Implementation Checklist
-
Critical instructions are at the beginning of the prompt
-
Reference material goes between instructions and the final question
-
I’ve removed information the model doesn’t need to answer
-
I use clear delimiters to separate prompt parts (
<instructions>,<document>,---) -
If I want a specific format, I include at least 2 few-shot examples instead of just describing it
-
If information exceeds the context window, I evaluate RAG before trying to force it all in
One new concept every week
Frequently Asked Questions
What exactly happens when I exceed the context window?
It depends on the model and how it’s configured. Some reject the call with an error. Others truncate the text silently: they keep the beginning or the end, and the rest disappears without warning. Either way, the model doesn’t process what doesn’t fit.
Is the context window the same as the model’s “memory”?
No. The context window is specific to each call: when you make a new call, the model starts from scratch. It doesn’t remember what you talked about before unless you yourself include that conversation in the context of the new call. That’s why chatbots with “memory” work by storing the history and including it in each new prompt.
How many tokens does my prompt have?
Most model APIs return the number of tokens used after each call.
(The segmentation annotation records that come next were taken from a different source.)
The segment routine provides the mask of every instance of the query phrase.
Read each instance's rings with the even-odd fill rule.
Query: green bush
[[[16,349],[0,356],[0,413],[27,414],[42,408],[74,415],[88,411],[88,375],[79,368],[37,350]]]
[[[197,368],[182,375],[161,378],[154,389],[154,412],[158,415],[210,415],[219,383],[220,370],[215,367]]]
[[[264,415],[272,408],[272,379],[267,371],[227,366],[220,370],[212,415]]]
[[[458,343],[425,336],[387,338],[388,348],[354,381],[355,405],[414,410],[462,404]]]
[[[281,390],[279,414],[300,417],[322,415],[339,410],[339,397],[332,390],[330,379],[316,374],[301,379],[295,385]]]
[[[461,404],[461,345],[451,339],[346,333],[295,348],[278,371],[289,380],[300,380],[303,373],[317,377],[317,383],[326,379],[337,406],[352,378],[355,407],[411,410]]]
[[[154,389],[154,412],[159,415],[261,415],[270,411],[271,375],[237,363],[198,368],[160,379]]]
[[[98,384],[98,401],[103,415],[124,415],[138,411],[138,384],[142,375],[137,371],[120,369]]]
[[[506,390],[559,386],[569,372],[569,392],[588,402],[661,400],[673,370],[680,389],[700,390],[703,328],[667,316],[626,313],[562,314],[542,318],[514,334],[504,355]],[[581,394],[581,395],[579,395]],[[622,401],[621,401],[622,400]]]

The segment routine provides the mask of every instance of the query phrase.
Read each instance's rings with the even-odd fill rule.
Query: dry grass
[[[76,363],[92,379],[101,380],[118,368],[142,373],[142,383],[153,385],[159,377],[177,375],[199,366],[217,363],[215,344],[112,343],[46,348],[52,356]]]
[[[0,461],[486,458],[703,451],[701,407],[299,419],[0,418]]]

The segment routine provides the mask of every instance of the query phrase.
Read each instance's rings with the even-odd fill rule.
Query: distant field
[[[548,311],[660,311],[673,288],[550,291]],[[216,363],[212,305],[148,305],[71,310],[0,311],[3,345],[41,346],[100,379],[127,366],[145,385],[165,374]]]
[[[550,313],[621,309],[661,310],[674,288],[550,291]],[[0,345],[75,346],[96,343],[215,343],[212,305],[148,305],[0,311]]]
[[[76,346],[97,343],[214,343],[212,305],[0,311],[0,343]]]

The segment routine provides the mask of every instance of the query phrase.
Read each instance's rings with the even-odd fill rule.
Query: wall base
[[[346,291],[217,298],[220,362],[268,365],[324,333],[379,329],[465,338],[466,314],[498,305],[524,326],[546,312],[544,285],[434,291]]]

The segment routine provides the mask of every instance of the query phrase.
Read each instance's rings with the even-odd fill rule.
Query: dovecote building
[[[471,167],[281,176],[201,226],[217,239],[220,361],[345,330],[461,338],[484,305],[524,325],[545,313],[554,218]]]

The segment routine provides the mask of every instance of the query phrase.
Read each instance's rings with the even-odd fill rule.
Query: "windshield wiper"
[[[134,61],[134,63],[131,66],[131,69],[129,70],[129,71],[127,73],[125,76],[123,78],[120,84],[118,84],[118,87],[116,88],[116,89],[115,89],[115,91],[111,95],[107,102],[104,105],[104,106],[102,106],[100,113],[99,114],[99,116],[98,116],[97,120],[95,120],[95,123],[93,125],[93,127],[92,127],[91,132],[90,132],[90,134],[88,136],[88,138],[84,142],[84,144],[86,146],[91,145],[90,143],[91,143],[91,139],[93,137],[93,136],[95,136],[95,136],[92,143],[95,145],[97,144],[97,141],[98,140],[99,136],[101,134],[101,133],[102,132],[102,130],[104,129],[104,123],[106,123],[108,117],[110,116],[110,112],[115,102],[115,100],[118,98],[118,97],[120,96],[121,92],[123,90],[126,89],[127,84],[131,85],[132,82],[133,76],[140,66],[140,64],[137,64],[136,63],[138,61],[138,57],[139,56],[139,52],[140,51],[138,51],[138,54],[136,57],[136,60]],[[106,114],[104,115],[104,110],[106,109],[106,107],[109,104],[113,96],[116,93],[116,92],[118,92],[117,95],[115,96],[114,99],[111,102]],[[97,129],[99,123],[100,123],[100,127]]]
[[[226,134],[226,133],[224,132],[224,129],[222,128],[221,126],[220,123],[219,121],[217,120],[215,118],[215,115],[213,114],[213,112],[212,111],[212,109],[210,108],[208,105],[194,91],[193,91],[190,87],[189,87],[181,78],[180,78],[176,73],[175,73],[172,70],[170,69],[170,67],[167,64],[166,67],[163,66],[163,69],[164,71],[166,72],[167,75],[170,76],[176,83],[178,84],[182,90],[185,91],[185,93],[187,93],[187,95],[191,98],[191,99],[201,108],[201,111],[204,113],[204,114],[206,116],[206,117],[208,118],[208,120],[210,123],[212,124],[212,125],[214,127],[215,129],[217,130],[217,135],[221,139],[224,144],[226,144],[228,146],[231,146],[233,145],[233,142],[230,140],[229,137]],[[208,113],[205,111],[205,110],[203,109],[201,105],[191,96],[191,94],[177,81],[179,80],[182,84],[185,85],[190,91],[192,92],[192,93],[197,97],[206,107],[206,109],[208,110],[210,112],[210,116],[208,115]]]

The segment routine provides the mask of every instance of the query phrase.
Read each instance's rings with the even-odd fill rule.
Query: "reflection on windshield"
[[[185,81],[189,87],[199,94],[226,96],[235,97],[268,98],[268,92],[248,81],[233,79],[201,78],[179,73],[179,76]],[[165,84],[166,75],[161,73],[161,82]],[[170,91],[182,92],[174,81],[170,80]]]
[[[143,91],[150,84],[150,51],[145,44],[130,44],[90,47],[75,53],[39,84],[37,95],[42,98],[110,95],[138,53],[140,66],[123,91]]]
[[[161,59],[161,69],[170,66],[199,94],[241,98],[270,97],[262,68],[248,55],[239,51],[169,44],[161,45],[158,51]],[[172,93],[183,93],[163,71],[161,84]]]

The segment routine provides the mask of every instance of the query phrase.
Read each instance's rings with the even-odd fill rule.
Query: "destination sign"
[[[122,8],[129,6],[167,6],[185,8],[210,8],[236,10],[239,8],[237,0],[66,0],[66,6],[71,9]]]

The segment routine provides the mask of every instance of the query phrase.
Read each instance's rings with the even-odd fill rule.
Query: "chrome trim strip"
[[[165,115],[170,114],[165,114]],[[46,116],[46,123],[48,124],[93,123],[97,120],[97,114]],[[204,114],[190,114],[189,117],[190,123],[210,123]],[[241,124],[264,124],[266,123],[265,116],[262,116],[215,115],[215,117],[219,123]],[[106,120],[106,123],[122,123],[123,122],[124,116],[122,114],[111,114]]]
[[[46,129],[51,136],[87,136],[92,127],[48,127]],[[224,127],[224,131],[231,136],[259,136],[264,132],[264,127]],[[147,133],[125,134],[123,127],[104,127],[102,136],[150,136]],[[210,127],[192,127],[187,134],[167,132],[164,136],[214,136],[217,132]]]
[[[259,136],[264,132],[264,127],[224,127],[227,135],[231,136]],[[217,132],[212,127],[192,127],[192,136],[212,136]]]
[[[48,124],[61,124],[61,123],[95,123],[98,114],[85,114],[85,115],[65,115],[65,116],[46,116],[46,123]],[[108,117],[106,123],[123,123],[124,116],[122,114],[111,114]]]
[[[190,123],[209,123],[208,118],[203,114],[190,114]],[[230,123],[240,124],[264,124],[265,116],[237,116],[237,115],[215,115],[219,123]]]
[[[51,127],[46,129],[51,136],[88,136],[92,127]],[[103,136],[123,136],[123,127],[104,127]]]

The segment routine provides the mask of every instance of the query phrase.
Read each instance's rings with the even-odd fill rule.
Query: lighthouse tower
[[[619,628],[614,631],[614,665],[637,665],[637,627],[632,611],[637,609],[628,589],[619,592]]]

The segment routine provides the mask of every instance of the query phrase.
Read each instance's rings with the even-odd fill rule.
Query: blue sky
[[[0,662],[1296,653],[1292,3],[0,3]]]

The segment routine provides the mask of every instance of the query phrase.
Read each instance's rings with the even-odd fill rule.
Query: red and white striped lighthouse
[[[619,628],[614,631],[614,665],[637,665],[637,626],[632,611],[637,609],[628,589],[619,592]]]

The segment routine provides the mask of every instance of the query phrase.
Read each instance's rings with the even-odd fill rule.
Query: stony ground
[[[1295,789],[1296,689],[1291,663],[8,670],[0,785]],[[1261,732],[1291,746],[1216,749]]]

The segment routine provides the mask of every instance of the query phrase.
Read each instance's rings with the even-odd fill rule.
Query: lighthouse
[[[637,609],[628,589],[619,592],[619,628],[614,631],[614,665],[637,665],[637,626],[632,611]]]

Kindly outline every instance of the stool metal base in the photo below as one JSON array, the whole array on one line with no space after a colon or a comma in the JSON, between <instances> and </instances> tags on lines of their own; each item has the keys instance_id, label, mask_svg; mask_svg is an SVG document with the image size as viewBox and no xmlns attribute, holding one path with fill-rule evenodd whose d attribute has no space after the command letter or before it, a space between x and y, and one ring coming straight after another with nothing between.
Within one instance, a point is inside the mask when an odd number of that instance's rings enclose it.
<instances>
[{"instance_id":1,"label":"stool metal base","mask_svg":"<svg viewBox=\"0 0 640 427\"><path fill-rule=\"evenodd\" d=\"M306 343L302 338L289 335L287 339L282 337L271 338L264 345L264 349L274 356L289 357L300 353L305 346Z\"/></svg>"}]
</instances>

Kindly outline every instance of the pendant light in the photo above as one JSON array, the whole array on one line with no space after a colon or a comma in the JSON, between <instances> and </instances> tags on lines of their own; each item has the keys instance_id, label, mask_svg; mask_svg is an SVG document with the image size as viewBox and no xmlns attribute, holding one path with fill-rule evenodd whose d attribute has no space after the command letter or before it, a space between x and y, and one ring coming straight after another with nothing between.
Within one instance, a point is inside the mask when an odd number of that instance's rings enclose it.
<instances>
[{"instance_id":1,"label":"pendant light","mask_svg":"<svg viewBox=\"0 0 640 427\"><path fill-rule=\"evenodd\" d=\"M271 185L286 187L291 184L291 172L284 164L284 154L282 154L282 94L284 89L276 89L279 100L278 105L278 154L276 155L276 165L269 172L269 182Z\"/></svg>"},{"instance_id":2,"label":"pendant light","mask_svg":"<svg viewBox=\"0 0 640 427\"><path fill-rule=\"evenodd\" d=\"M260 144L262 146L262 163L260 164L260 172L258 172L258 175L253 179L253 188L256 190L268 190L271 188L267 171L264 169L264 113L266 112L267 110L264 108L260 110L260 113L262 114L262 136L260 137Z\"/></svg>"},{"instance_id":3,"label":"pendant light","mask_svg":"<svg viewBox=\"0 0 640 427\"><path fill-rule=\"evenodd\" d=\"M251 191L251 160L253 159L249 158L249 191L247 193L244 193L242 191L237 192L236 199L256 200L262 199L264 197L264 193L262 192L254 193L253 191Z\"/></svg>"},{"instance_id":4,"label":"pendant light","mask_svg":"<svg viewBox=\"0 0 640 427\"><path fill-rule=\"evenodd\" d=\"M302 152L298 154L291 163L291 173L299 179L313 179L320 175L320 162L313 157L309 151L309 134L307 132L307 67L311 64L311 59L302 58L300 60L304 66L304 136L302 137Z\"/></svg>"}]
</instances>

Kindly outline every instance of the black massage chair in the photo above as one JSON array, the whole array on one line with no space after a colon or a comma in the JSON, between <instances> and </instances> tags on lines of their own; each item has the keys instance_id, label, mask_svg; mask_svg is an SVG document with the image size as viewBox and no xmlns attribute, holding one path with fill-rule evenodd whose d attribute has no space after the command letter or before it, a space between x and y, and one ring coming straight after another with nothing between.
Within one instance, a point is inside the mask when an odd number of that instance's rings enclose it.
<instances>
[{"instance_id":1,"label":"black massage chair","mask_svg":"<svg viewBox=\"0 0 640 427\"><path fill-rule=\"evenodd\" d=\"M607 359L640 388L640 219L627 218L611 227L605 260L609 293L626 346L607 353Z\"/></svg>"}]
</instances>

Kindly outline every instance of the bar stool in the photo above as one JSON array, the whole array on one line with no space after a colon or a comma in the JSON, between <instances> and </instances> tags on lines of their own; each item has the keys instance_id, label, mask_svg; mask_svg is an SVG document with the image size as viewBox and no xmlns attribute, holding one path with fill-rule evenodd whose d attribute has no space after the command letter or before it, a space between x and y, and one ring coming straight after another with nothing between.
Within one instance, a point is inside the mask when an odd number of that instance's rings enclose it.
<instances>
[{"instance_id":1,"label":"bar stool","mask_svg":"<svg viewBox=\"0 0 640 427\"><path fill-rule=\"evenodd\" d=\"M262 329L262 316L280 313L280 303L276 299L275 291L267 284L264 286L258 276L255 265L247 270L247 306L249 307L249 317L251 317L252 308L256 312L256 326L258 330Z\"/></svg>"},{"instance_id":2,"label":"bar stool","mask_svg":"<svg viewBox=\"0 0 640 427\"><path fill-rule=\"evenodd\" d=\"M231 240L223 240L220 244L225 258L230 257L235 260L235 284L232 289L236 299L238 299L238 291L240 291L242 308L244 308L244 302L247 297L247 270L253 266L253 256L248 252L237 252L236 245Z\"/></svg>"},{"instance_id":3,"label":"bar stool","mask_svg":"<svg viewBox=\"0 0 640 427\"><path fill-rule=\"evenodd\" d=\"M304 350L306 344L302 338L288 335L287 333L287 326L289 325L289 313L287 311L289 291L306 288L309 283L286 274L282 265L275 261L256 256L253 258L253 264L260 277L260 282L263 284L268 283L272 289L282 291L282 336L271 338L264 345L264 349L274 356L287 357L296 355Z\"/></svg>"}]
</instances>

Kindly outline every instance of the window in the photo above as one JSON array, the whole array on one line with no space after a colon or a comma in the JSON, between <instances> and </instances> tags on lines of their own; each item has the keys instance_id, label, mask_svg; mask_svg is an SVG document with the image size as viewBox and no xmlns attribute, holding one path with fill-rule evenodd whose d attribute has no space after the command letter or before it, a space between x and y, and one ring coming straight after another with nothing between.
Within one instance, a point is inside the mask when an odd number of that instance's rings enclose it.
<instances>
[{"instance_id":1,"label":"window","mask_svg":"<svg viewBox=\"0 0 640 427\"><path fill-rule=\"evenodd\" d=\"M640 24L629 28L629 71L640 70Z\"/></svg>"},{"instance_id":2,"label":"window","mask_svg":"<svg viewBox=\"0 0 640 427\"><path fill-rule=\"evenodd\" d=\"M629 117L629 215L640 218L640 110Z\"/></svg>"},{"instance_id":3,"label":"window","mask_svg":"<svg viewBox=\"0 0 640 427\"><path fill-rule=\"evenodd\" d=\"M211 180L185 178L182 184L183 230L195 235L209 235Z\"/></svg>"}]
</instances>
If you want to estimate it beforehand, there are specific libraries for that (each provider usually has their own). As a starting point: a normal page of text in Spanish is usually in the range of a few hundred tokens, but it varies quite a bit depending on text density.
Do few-shot examples work for any type of task?
For classification, output formatting, and tasks with clear patterns they work very well. For complex reasoning or open-ended questions, they help less. If the task is ambiguous in itself, examples don’t resolve the ambiguity: you need to reformulate the instructions first.